I went to an event about money matters on Thursday night, not a topic to which I would usually be drawn. It was called Values-Based Banking: Financing the Future of a Changing World. I was drawn to it because Naomi Klein was speaking. I had never heard the well-known Canadian author (No Logo, The Shock Doctrine) and journalist speak, this free event gave me the opportunity. In a way, the topic was secondary, but I’m very glad I went.
As I walked along Georgia Street heading to the event, I was accompanied by scores of people on their way to the hockey game. Despite the other option, 1000 people turned up at the Centre for Performing Arts. The evening was hosted by Vancity Credit Union, part of a conference for the Global Alliance For Banking on Values (GABV). Who knew there even was such a thing? The alliance has 14 members from around the world, banks founded on principles of sustainability. As their website says, they are committed to finding “global solutions to international problems” and to developing and promoting an alternative to the current economic system that is creating such gross inequity. They adhere to the triple bottom line of people, planet and profit.

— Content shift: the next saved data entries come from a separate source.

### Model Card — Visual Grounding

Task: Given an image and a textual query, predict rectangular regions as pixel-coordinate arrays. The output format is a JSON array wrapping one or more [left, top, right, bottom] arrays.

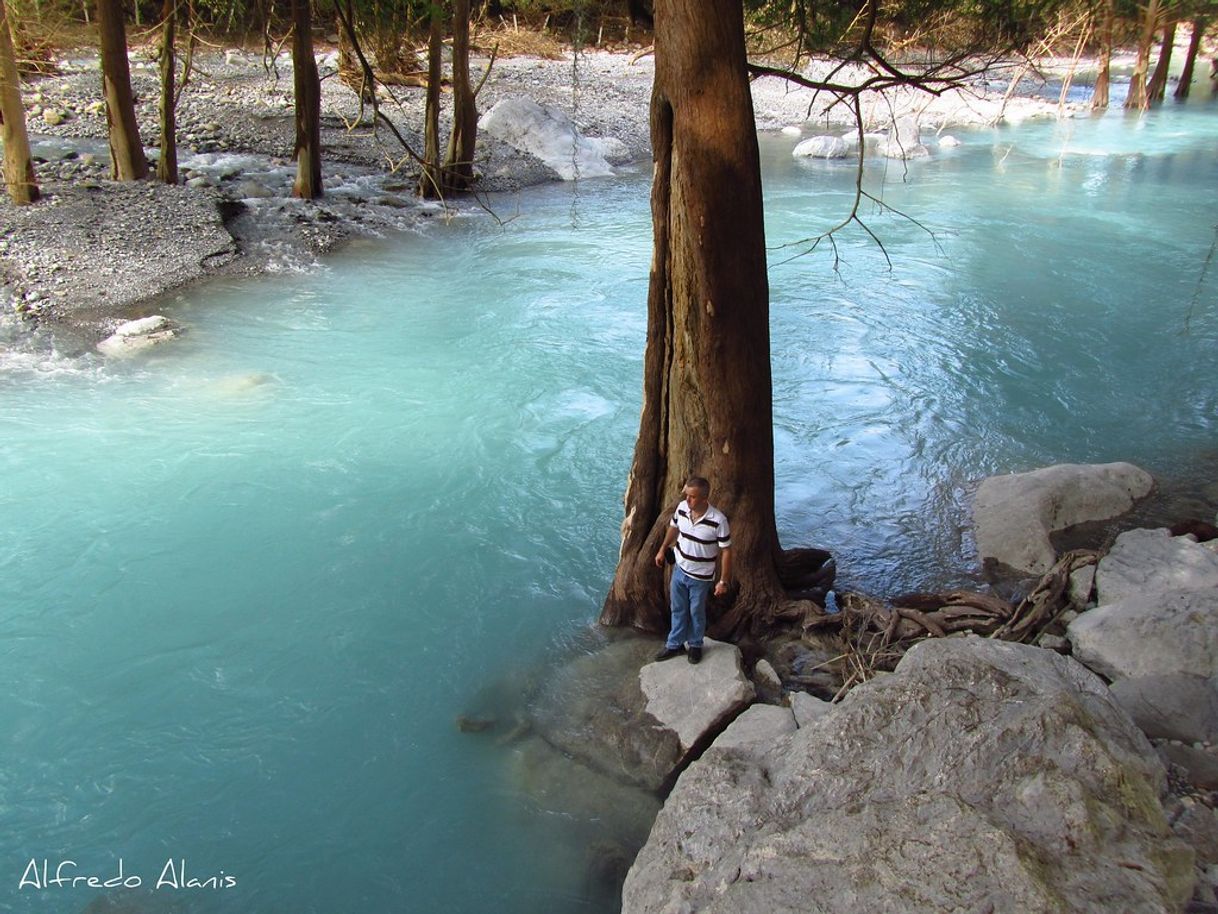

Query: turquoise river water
[[3, 101, 1218, 914]]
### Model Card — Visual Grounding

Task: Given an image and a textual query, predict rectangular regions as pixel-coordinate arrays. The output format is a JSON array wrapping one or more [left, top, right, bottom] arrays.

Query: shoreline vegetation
[[0, 28, 1178, 352]]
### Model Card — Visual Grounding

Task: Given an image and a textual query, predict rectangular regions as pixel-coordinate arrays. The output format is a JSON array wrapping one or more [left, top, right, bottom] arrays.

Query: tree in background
[[291, 0, 322, 198], [1146, 12, 1176, 100], [156, 0, 195, 184], [1125, 0, 1162, 108], [1174, 16, 1208, 97], [98, 0, 148, 179], [1092, 0, 1115, 107], [418, 0, 444, 196], [440, 0, 476, 192], [0, 0, 38, 204]]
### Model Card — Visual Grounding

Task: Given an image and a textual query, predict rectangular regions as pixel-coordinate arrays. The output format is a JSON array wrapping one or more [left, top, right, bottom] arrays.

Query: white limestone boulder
[[1096, 527, 1218, 605], [623, 637, 1193, 914], [973, 462, 1155, 575], [1109, 673, 1218, 744], [96, 315, 177, 357], [878, 115, 930, 159], [789, 690, 832, 726], [792, 135, 851, 159], [478, 95, 629, 181], [639, 638, 755, 756], [1068, 587, 1218, 681]]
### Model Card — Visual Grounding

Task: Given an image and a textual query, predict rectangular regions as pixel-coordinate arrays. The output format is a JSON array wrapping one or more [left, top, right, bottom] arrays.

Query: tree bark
[[156, 0, 178, 184], [599, 0, 789, 639], [418, 2, 443, 198], [1091, 0, 1113, 109], [98, 0, 149, 180], [440, 0, 476, 193], [1147, 18, 1176, 102], [0, 0, 38, 204], [1125, 0, 1160, 110], [291, 0, 322, 198], [1175, 18, 1206, 99]]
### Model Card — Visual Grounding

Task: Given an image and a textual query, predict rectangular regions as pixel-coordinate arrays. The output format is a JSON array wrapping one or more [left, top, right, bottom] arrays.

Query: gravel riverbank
[[0, 43, 1077, 352]]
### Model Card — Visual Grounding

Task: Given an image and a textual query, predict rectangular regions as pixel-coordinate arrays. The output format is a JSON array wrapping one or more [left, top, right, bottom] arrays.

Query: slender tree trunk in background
[[291, 0, 322, 198], [1092, 0, 1113, 109], [1147, 18, 1176, 102], [156, 0, 178, 184], [418, 3, 443, 198], [600, 0, 798, 640], [0, 0, 39, 204], [98, 0, 149, 179], [1125, 0, 1161, 110], [1175, 19, 1206, 98], [441, 0, 476, 193]]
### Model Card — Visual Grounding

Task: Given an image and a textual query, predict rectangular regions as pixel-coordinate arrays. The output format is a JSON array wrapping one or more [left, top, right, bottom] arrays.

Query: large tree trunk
[[440, 0, 476, 193], [98, 0, 149, 180], [156, 0, 178, 184], [600, 0, 792, 639], [0, 0, 39, 204], [1092, 0, 1113, 109], [418, 2, 443, 198], [1147, 18, 1176, 102], [291, 0, 322, 198], [1175, 18, 1205, 99], [1125, 0, 1161, 110]]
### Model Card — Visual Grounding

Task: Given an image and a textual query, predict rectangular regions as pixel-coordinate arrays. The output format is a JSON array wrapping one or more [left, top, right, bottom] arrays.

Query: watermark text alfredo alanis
[[20, 858, 236, 891]]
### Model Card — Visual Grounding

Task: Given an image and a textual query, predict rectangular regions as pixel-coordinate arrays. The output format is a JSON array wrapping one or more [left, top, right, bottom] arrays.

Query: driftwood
[[808, 549, 1100, 696]]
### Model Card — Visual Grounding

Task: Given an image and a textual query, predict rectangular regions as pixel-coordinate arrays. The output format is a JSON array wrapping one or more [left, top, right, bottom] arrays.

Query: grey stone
[[1037, 632, 1069, 652], [42, 108, 66, 126], [939, 134, 963, 147], [789, 690, 832, 727], [1160, 743, 1218, 791], [1110, 674, 1218, 743], [235, 180, 273, 199], [1069, 563, 1097, 606], [792, 135, 851, 158], [1171, 801, 1218, 866], [974, 462, 1154, 575], [1097, 528, 1218, 605], [623, 637, 1193, 914], [709, 704, 796, 755], [1068, 588, 1218, 681], [639, 638, 755, 754], [753, 658, 782, 702]]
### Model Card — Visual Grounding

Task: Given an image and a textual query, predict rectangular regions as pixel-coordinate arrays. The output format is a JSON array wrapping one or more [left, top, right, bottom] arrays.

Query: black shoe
[[654, 646, 684, 662], [687, 647, 703, 664]]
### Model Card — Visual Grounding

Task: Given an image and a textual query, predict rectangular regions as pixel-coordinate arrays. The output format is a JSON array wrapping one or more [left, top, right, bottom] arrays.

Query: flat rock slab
[[1160, 743, 1218, 791], [1069, 587, 1218, 681], [709, 704, 796, 756], [624, 637, 1193, 914], [1096, 527, 1218, 605], [639, 638, 755, 753], [974, 462, 1154, 575]]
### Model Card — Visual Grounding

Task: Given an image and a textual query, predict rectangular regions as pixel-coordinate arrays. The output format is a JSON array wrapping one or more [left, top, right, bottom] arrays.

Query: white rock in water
[[792, 135, 851, 159], [780, 125, 802, 136], [97, 316, 177, 357], [639, 638, 755, 753], [939, 135, 962, 147], [879, 115, 930, 159], [478, 96, 628, 181], [187, 176, 212, 189], [42, 109, 66, 126]]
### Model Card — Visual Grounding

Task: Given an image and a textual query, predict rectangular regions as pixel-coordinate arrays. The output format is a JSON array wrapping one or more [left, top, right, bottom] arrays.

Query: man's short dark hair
[[685, 476, 710, 496]]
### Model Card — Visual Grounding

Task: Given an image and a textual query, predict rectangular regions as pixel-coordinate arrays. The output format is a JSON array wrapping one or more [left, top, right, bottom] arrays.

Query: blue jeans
[[666, 564, 712, 650]]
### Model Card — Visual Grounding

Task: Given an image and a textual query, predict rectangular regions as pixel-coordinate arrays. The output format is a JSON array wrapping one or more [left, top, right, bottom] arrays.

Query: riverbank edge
[[0, 44, 1108, 354]]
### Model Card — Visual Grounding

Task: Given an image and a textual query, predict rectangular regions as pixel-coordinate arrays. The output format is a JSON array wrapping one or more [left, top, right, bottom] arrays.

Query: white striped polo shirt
[[671, 501, 732, 580]]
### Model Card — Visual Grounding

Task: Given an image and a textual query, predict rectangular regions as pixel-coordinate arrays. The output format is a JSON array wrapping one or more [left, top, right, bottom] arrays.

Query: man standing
[[653, 476, 732, 664]]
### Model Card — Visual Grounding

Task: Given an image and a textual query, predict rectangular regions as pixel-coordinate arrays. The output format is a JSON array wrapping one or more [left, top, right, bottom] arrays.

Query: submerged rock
[[973, 461, 1155, 575], [878, 115, 930, 159], [623, 637, 1193, 914]]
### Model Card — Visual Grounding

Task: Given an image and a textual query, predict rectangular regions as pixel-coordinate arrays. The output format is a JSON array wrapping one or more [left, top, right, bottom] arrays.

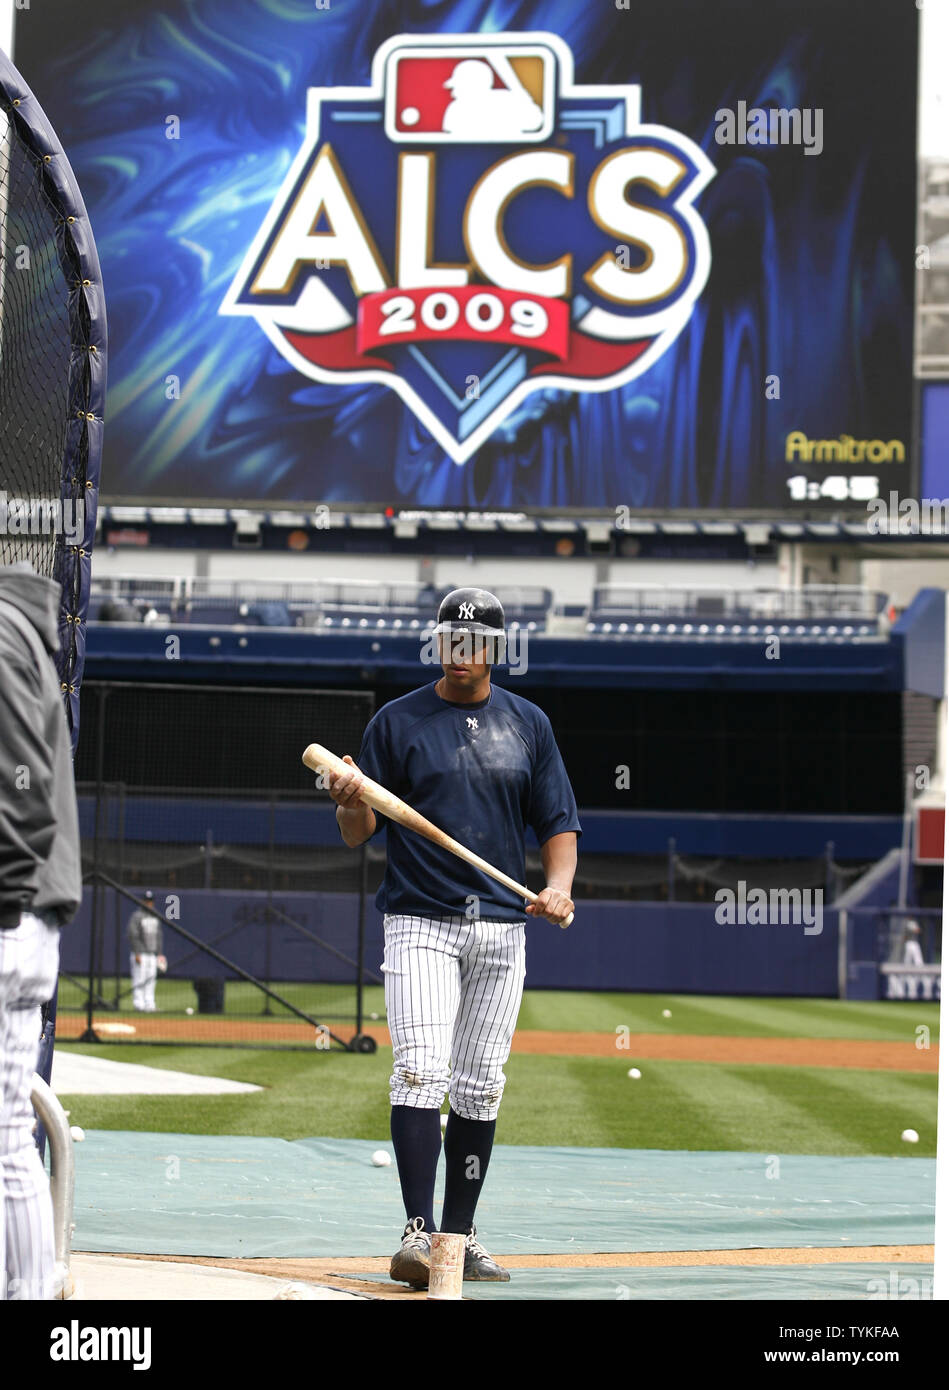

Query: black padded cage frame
[[0, 47, 106, 750]]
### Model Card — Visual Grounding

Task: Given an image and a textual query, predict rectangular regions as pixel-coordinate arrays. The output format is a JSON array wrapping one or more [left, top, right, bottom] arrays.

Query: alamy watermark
[[714, 102, 823, 156], [866, 492, 949, 535], [49, 1321, 152, 1370], [866, 1269, 932, 1300], [420, 628, 529, 676], [0, 493, 84, 545], [714, 880, 823, 935]]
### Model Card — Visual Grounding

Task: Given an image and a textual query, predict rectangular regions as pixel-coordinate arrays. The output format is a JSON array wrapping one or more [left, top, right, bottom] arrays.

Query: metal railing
[[89, 575, 553, 624], [589, 584, 889, 623]]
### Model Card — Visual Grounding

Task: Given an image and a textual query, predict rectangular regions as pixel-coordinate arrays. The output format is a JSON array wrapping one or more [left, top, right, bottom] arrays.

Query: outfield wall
[[62, 889, 839, 998]]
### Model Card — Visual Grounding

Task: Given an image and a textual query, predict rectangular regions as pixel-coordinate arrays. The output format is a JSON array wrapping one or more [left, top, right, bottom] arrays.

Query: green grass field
[[56, 974, 368, 1023], [54, 990, 939, 1157]]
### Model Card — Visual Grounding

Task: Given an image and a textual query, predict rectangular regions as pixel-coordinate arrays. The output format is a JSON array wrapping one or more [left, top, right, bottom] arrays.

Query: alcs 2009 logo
[[222, 32, 714, 464]]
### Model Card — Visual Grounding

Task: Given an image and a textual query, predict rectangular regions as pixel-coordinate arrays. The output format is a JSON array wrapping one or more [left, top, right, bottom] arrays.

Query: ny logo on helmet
[[458, 602, 476, 619], [221, 32, 715, 464]]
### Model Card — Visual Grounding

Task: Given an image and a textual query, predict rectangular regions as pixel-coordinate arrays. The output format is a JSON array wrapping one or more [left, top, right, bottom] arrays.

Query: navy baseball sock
[[439, 1109, 497, 1234], [390, 1104, 442, 1233]]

Peter Blom, CEO of the Netherlands’ Triodos Bank introduced the evening, Ian Hanomansing from the CBC moderated. There were two other panelists besides Klein, Stewart Wallis, Executive Director of the UK-based New Economics Foundation, and Tamara Vrooman, CEO of Vancity, the largest community credit union in North America and the only Canadian member of the GABV.
The panelists all emphasized that the ability to create money, the purview of banks, is a privilege, something that the big banks seem to have forgotten in their singular pursuit of profit. The discussion that followed highlighted some of the ways that sustainable banks are using financial tools and incentives to finance change. They all believe that retail banks should be investing back into the community, specifically in sustainable businesses that are socially and environmentally responsible and yes, profitable.
It was international Women’s Day on Thursday too and I couldn’t help but notice that two of the panelists were women. Tamara Vrooman mentioned that her young son asked recently, “Mommy, can boys be CEOs too?” I am proud to be a longtime member of Vancity. In my circles, we think of them as a project partner, not a funder and definitely not a banker.
The Global Alliance will be releasing a report during the conference that analyzes the performance of sustainable banks in comparison with the world’s largest banks; the results will surprise many, perhaps especially bankers. They will also be meeting with the Vancouver business community to present the case that values-based banking can also be profitable banking. Another good read might be the New Economics Foundation’s book Where Does Money Come From. It’s apparently mandatory reading for employees at the Bank of England!
The fact that the event was sponsored by accounting and audit giant KPMG and that the report is funded by the rather conservative Rockefeller Foundation speaks of change in the air. One way to be part of that change is to move your money to a credit union or small community bank, one with its heart firmly in place.